Advantages and Disadvantages of Printed Sensors

This page explores the advantages and disadvantages of flexible printed sensors, highlighting the benefits and drawbacks of this technology.

Introduction

Traditional PCB-based electronic devices are known for being rigid and bulky. They also tend to be heavier and have a fixed form factor. Flexible printed sensors and flexible PCBs have emerged as solutions to these limitations. Several industry trends are driving their adoption, including the Industrial Internet of Things (IIoT), advancements in healthcare, and the rise of smart homes and smart cities.

Printed sensors find applications in a variety of areas, such as:

• Temperature and humidity monitoring
• Air quality measurement
• Leak detection
• Fingerprint sensing
• Force sensing
• Vibration identification
• Flexible displays
• Solar products
• Batteries

Basics and Types of Printed Sensors

Using 3D printing techniques, various types of sensors are manufactured based on input, output, and other mechanical properties. These printed sensors leverage flexible hybrid electronics, combining printing and silicon technologies.

Here’s a breakdown of different types of flexible printed sensors:

• Printed Pressure Sensor: These sensors operate on piezoresistive or piezoelectric principles. Common applications include force-sensitive touchpads and smart flooring.
• Printed Temperature Sensor: Utilizing flexible printing technology, these sensors are manufactured in 2D for cost-effectiveness. They are used in mobile phones, laptops, electric vehicles, and other applications.
• Printed Light Sensor (or Optical Sensor): These sensors use the organic photovoltaic principle along with optimized light detection.
• Printed Capacitive Strain Sensor: These are often used in e-textile applications, like medical rehabilitation monitoring and AR (Augmented Reality) gloves.
• Printed Gas Sensor: Used for measuring indoor and outdoor air quality, these sensors are compact and consume less power.
• Printed Biometric Sensor: Based on electro-chemical principles, these sensors measure electrical impulses in the human body, such as brain activity, heart rate, respiration rate, and muscle activity.
• Matrix Sensor: Primarily used in capacitive sensing applications, matrix sensors measure changes in electric current supplied to columns or rows, rather than voltages.

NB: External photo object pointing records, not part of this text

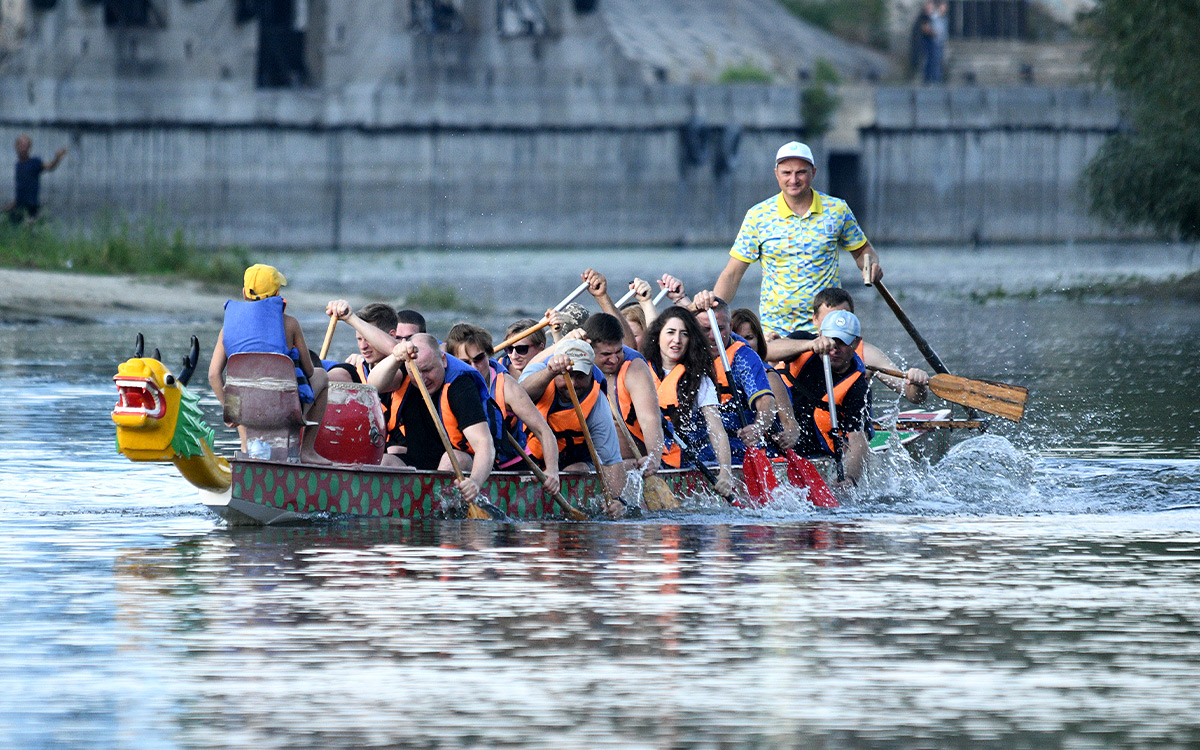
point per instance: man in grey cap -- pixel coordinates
(805, 379)
(546, 384)
(796, 234)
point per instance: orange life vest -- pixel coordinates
(563, 421)
(724, 390)
(448, 419)
(821, 417)
(671, 454)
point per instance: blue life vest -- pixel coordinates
(258, 327)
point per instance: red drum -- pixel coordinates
(353, 430)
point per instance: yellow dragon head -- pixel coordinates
(159, 419)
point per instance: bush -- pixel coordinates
(747, 72)
(118, 246)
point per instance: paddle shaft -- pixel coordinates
(917, 339)
(583, 429)
(833, 417)
(329, 337)
(533, 329)
(574, 513)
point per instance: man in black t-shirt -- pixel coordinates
(809, 401)
(28, 173)
(456, 390)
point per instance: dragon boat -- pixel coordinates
(159, 419)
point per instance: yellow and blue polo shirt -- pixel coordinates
(798, 255)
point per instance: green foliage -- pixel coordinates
(1150, 174)
(820, 100)
(858, 21)
(118, 246)
(747, 72)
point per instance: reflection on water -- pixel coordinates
(1031, 589)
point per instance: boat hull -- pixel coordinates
(281, 492)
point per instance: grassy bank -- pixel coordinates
(142, 249)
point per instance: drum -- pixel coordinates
(353, 430)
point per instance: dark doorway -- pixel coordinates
(846, 181)
(281, 41)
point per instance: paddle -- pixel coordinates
(802, 473)
(473, 508)
(833, 418)
(570, 510)
(587, 435)
(544, 322)
(654, 489)
(756, 468)
(999, 399)
(329, 337)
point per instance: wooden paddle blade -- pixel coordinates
(759, 475)
(475, 511)
(658, 495)
(820, 493)
(999, 399)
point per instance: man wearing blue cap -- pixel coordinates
(796, 235)
(805, 379)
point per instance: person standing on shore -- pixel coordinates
(796, 234)
(28, 175)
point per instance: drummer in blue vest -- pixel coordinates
(257, 323)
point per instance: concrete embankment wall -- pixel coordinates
(472, 167)
(984, 165)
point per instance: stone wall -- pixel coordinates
(564, 166)
(946, 165)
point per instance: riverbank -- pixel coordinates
(51, 297)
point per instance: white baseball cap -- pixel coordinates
(795, 149)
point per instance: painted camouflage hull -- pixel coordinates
(279, 492)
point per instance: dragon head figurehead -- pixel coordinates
(159, 419)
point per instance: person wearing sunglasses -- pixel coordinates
(510, 408)
(519, 355)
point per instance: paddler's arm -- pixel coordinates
(867, 257)
(295, 339)
(791, 429)
(720, 443)
(388, 375)
(599, 288)
(479, 437)
(379, 340)
(520, 403)
(216, 369)
(730, 280)
(646, 406)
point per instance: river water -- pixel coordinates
(1037, 588)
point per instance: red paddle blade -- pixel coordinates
(802, 473)
(760, 477)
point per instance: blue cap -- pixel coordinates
(841, 324)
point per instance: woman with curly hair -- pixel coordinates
(677, 351)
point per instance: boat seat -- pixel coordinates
(263, 397)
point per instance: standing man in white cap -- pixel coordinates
(840, 334)
(796, 234)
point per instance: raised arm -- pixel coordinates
(730, 280)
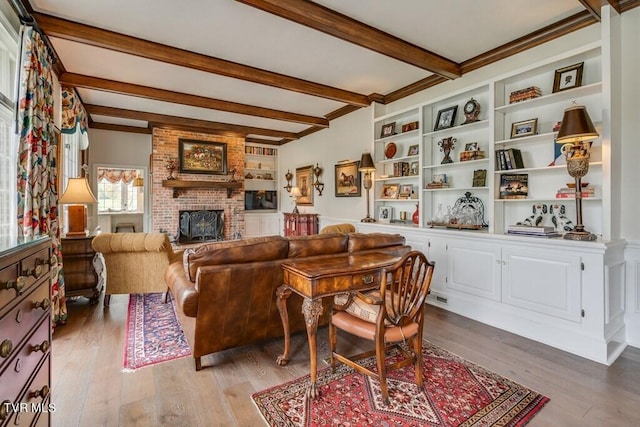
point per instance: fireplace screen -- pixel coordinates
(201, 226)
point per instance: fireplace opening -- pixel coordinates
(200, 226)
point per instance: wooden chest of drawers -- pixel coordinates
(25, 333)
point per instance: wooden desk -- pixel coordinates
(316, 279)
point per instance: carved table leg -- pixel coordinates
(282, 293)
(312, 309)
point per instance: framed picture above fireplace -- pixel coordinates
(202, 157)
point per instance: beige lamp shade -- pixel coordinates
(77, 192)
(576, 126)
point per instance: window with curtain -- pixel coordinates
(119, 190)
(8, 137)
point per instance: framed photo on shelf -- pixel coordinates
(524, 128)
(568, 77)
(446, 118)
(385, 213)
(471, 146)
(202, 157)
(388, 130)
(347, 179)
(390, 191)
(304, 181)
(405, 191)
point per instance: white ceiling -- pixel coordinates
(226, 29)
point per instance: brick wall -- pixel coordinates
(166, 207)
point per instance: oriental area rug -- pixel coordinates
(153, 332)
(459, 393)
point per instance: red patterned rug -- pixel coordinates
(459, 393)
(153, 333)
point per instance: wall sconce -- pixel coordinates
(575, 130)
(317, 171)
(368, 167)
(288, 176)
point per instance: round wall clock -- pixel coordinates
(471, 111)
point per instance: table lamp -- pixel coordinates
(77, 195)
(367, 166)
(576, 129)
(295, 193)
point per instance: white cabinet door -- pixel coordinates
(474, 268)
(547, 282)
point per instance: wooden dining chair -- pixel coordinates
(389, 316)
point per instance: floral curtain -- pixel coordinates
(74, 116)
(37, 149)
(115, 175)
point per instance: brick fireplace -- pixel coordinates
(166, 208)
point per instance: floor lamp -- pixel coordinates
(78, 194)
(367, 166)
(576, 129)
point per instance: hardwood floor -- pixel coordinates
(90, 389)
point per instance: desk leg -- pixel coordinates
(282, 294)
(312, 309)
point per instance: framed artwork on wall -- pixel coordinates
(202, 157)
(304, 181)
(347, 179)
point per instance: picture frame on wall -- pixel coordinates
(524, 128)
(568, 77)
(388, 130)
(385, 213)
(304, 181)
(347, 179)
(202, 157)
(446, 118)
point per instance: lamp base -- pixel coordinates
(580, 235)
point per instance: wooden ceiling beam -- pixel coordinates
(88, 82)
(348, 29)
(187, 122)
(119, 128)
(69, 30)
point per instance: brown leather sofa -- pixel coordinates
(225, 292)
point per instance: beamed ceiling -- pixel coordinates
(276, 70)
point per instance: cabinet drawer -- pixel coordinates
(34, 400)
(19, 370)
(15, 326)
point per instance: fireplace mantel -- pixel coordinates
(180, 185)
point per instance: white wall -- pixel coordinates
(118, 149)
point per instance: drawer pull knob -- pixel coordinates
(368, 279)
(44, 304)
(44, 347)
(17, 284)
(43, 392)
(5, 348)
(4, 409)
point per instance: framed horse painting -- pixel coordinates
(347, 179)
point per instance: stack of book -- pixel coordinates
(524, 94)
(509, 159)
(570, 193)
(535, 231)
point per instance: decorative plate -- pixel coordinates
(390, 150)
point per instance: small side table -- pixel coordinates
(80, 275)
(300, 224)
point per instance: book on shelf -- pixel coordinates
(524, 94)
(514, 186)
(508, 159)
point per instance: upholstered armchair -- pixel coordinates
(134, 262)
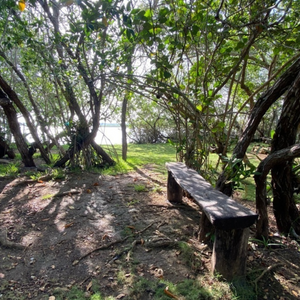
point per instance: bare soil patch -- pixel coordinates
(109, 231)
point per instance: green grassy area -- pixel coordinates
(140, 155)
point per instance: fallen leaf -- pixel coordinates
(89, 286)
(131, 227)
(22, 5)
(105, 237)
(69, 225)
(295, 293)
(169, 294)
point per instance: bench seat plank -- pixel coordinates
(222, 211)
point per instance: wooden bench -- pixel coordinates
(229, 219)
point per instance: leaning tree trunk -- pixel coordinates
(13, 123)
(285, 210)
(260, 108)
(81, 142)
(14, 98)
(278, 158)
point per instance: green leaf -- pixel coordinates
(148, 13)
(167, 74)
(272, 133)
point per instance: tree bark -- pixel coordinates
(283, 156)
(14, 97)
(260, 108)
(285, 210)
(13, 123)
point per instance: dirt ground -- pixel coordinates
(88, 229)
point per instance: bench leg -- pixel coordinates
(206, 229)
(230, 253)
(174, 191)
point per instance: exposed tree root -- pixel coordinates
(268, 269)
(104, 247)
(8, 244)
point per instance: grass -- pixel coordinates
(202, 287)
(139, 155)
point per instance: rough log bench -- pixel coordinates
(231, 220)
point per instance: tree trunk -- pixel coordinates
(124, 107)
(13, 123)
(14, 97)
(285, 210)
(123, 127)
(272, 161)
(260, 108)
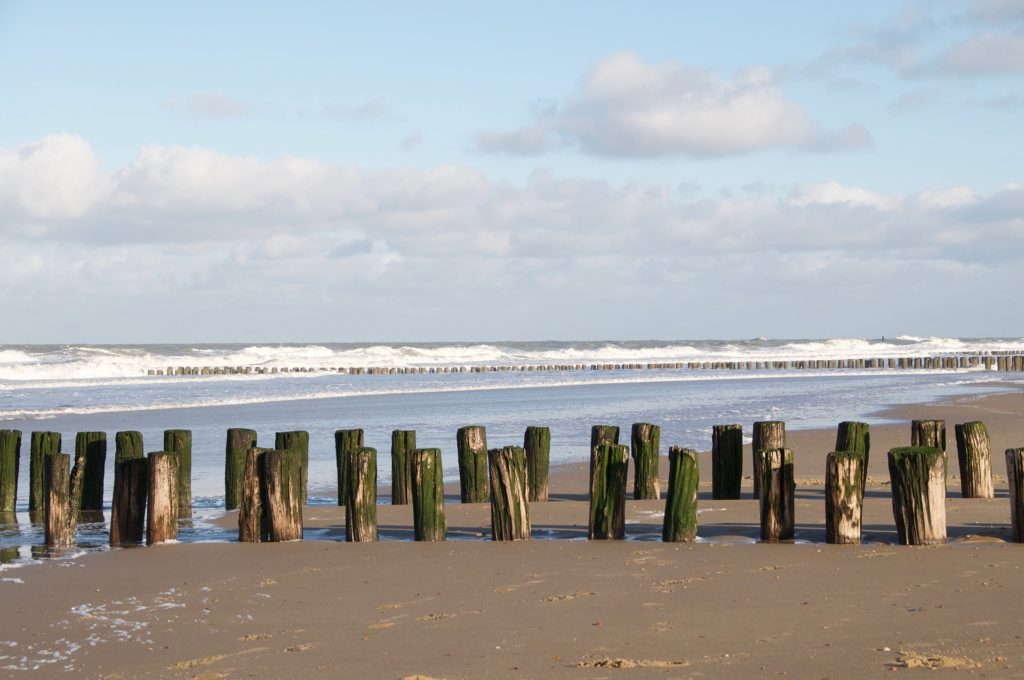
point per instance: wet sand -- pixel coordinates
(726, 607)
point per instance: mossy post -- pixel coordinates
(844, 496)
(10, 459)
(179, 442)
(646, 440)
(43, 443)
(360, 498)
(93, 447)
(162, 511)
(537, 443)
(345, 441)
(509, 493)
(777, 495)
(283, 491)
(473, 464)
(402, 444)
(1015, 477)
(607, 494)
(919, 482)
(974, 451)
(297, 440)
(131, 480)
(767, 434)
(240, 440)
(681, 505)
(428, 496)
(726, 461)
(600, 435)
(253, 525)
(855, 436)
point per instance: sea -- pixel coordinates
(72, 388)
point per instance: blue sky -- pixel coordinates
(267, 172)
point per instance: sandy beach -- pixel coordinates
(725, 607)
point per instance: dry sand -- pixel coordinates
(723, 608)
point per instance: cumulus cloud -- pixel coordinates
(629, 108)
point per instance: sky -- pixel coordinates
(315, 172)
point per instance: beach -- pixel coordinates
(725, 607)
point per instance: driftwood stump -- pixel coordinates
(509, 492)
(844, 496)
(607, 494)
(919, 483)
(681, 504)
(974, 451)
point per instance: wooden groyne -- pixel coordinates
(1006, 362)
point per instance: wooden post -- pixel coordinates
(10, 460)
(283, 491)
(767, 434)
(240, 440)
(402, 444)
(607, 494)
(473, 464)
(844, 496)
(919, 483)
(537, 442)
(428, 496)
(1015, 478)
(509, 492)
(681, 505)
(179, 441)
(297, 440)
(93, 447)
(253, 526)
(646, 439)
(600, 435)
(345, 441)
(162, 513)
(974, 453)
(726, 461)
(360, 498)
(43, 443)
(855, 436)
(777, 495)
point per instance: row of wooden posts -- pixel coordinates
(1008, 360)
(268, 486)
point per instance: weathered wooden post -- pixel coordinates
(777, 495)
(131, 480)
(509, 492)
(42, 444)
(1015, 478)
(646, 440)
(974, 453)
(537, 442)
(726, 461)
(345, 441)
(844, 496)
(162, 512)
(428, 496)
(681, 504)
(93, 447)
(240, 440)
(297, 440)
(10, 459)
(607, 493)
(179, 442)
(402, 444)
(283, 492)
(360, 498)
(473, 464)
(767, 434)
(919, 482)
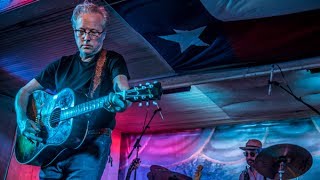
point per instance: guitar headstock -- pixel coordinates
(149, 91)
(197, 174)
(135, 164)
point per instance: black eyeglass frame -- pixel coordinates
(252, 153)
(91, 33)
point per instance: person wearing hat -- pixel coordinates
(251, 150)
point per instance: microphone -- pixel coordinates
(270, 79)
(159, 109)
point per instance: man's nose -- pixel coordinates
(86, 36)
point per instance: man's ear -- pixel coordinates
(116, 87)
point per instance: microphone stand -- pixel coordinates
(297, 98)
(137, 143)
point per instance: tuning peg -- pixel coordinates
(154, 103)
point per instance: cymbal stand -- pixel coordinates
(281, 169)
(137, 143)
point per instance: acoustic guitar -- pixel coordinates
(61, 121)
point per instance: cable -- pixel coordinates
(283, 77)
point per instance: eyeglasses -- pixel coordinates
(251, 153)
(92, 33)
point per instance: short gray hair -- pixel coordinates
(90, 8)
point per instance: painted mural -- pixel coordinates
(217, 149)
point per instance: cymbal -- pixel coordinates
(297, 161)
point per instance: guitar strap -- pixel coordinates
(95, 85)
(99, 73)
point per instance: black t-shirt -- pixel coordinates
(71, 72)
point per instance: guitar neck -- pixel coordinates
(83, 108)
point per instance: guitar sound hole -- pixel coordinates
(55, 117)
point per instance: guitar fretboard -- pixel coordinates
(83, 108)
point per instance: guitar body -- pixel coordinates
(45, 109)
(63, 122)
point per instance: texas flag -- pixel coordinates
(194, 34)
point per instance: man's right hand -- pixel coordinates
(31, 130)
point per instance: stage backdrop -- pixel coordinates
(217, 149)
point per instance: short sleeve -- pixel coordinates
(117, 65)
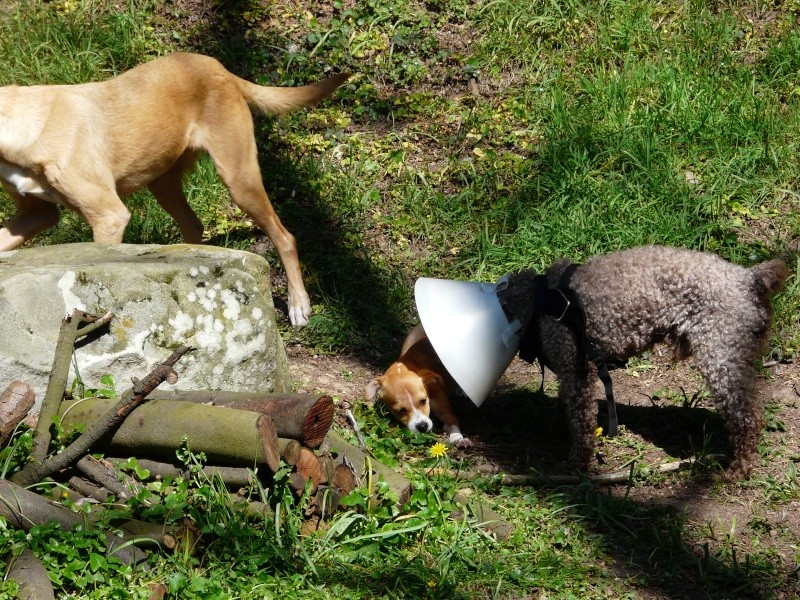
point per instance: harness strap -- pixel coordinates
(563, 304)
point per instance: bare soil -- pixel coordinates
(664, 417)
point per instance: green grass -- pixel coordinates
(475, 138)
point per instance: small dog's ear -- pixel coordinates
(372, 389)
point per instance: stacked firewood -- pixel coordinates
(243, 436)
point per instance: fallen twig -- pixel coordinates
(71, 330)
(613, 478)
(38, 469)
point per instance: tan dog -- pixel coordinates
(86, 146)
(416, 385)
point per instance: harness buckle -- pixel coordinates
(566, 307)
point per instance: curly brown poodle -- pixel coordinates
(700, 304)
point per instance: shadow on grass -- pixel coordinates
(522, 431)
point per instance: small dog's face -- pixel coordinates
(405, 394)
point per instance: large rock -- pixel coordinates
(214, 299)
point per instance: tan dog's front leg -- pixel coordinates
(443, 410)
(33, 215)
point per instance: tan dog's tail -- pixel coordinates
(769, 276)
(279, 100)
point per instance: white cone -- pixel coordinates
(469, 331)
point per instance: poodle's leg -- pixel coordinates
(730, 380)
(575, 392)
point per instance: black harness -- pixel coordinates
(563, 304)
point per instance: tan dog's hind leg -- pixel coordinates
(233, 150)
(168, 190)
(33, 215)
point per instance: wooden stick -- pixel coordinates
(108, 477)
(342, 449)
(15, 402)
(36, 470)
(71, 330)
(613, 478)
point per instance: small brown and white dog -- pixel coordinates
(417, 384)
(87, 146)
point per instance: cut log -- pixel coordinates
(302, 417)
(227, 436)
(343, 479)
(232, 477)
(291, 452)
(39, 468)
(15, 402)
(310, 467)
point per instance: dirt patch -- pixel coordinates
(664, 416)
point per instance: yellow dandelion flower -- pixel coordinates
(438, 450)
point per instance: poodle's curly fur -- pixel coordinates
(699, 303)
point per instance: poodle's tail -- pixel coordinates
(769, 276)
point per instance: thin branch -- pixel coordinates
(38, 470)
(615, 477)
(70, 330)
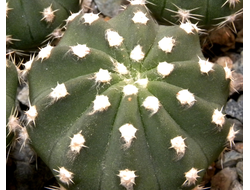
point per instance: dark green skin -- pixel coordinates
(11, 89)
(97, 166)
(24, 21)
(209, 9)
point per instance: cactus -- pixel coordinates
(206, 12)
(11, 90)
(127, 104)
(28, 23)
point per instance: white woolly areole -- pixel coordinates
(101, 103)
(142, 82)
(31, 114)
(137, 2)
(166, 44)
(127, 133)
(152, 104)
(179, 145)
(231, 135)
(80, 50)
(77, 142)
(185, 97)
(64, 175)
(90, 18)
(103, 76)
(205, 66)
(121, 68)
(44, 53)
(48, 14)
(127, 178)
(58, 92)
(137, 54)
(218, 117)
(187, 26)
(113, 38)
(140, 18)
(191, 177)
(164, 68)
(130, 90)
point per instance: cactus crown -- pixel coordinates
(127, 104)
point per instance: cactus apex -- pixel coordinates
(127, 178)
(64, 175)
(191, 177)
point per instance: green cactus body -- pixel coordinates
(11, 89)
(206, 12)
(26, 24)
(110, 116)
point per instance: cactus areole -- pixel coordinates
(130, 107)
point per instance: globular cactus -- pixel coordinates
(11, 90)
(127, 104)
(28, 23)
(207, 13)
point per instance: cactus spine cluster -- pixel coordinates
(127, 104)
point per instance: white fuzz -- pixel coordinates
(179, 145)
(127, 133)
(231, 3)
(130, 90)
(121, 68)
(58, 92)
(44, 53)
(13, 122)
(80, 50)
(7, 9)
(48, 14)
(231, 135)
(137, 2)
(152, 104)
(77, 142)
(218, 117)
(205, 66)
(140, 18)
(90, 18)
(102, 76)
(191, 177)
(72, 16)
(137, 54)
(101, 103)
(127, 178)
(184, 15)
(185, 97)
(113, 38)
(228, 73)
(64, 175)
(31, 114)
(166, 44)
(164, 68)
(142, 82)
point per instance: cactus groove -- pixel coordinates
(133, 112)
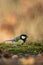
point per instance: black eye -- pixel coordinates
(23, 37)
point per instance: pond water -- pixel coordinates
(22, 60)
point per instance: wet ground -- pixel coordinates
(22, 60)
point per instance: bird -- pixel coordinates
(19, 39)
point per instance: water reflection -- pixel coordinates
(16, 60)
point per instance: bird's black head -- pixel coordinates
(23, 37)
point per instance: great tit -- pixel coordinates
(20, 39)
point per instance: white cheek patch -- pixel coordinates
(23, 37)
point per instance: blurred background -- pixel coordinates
(21, 16)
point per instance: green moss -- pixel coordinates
(30, 48)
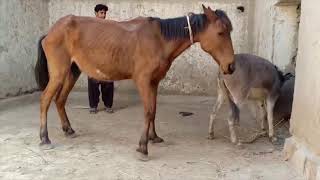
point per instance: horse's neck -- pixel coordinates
(176, 47)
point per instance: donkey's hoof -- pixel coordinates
(210, 136)
(44, 141)
(157, 140)
(273, 139)
(142, 157)
(69, 132)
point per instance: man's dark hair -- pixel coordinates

Advantages of Printed Sensors

Here are some of the key benefits of using printed sensors:

• Thin and Flexible: They are remarkably thin and flexible, enabling integration into unconventional spaces.
• Cost-Effective Production: Large-scale manufacturing leads to cost-effective production.
• Customization: Flexible shapes and printing methodologies allow for customized printing to suit different applications. They are excellent for rapid prototyping.
• Smaller Size Integration: Printed sensors contribute to creating smaller flexible products. Their small size facilitates easy integration with other components.
• Faster Response: They respond more quickly to stimuli compared to traditional sensors.

Disadvantages of Printed Sensors

Despite their advantages, printed sensors also have some drawbacks:

• Lower Performance: They typically offer lower performance compared to conventional sensors.
• Shorter Life Cycle: Their lifespan is generally shorter than that of conventional sensors.
• Advanced Manufacturing Required: Production requires the latest manufacturing technologies.
• Difficult Handling of Thinned Dies: Thinned dies are difficult to manage and attach to printed traces.